文字数: 11,575

真ジャンル「シンデレ」



※ Pixiv掲載: https://www.pixiv.net/novel/show.php?id=3376359

「はよーっす……って、真ちゃん?」

 我ながらあくびなんだか挨拶なんだか分からない、間延びした声と共に部室のドアを押し開ける。と、最早すっかり馴染みきった仏頂面と対面した。秀徳高校バスケ部の部室で、愛すべき我がエース緑間真太郎が朝練のために着替えをしている。挨拶への反応すら鈍い無愛想な態度も含め、その状況に何ら不審な点は無い。しかし壁にかかった時計の針の位置と合わせて視界に収めると、それは日常から少しだけ外れていた。朝練が始まるまで一時間弱はある。あらゆる験担ぎという名の規律の中で暮らしている緑間とこの時間に鉢合わせたことは一度も無かった。

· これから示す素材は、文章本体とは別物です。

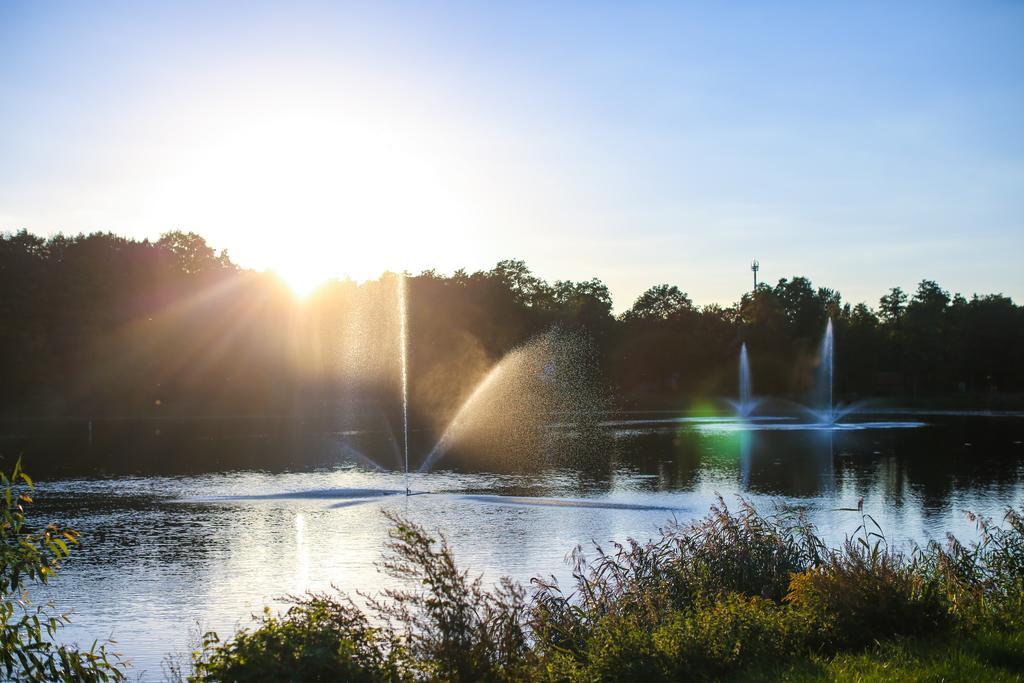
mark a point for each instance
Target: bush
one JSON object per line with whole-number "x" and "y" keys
{"x": 320, "y": 639}
{"x": 27, "y": 648}
{"x": 866, "y": 593}
{"x": 733, "y": 594}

いつものように一番乗りだろうと踏んで部室と体育館の鍵を取りに行き、既に先を越されていることを知った時も緑間の顔は浮かばなかった。度々大坪たちレギュラーの先輩が早めにやって来て練習を始めていることがあるので、今回もその類だろうと思い込んでいたのだ。

「どったよ?今日は早ぇじゃん」
「それはお前も同じだろう」
「ま、そーだけど。オレはたまたまだし……」

 ひとまず部室に足を踏み入れ、自分のロッカーの前にエナメルバッグを放る。学ランを手早く脱いでシャツ一枚になると早朝の冷えた空気が身に染みた。冬の先触れをひしひし感じていると、ふと視線を感じる。ロッカー沿いに視線を走らせれば、緑間が無表情のままじっと高尾に視線を送っていた。こちらは既に着替えは終わっていて、タオルとスクイズボトルがその手に握られている。そう言えば今日のラッキーアイテムはリップクリームだったか。ポケットにでも入れているのだろう。おは朝を重いまぶた越しになんとかチェックした時、毎回そういうんなら助かるんだけどな、と高尾の脳内の木村がぼやいていた。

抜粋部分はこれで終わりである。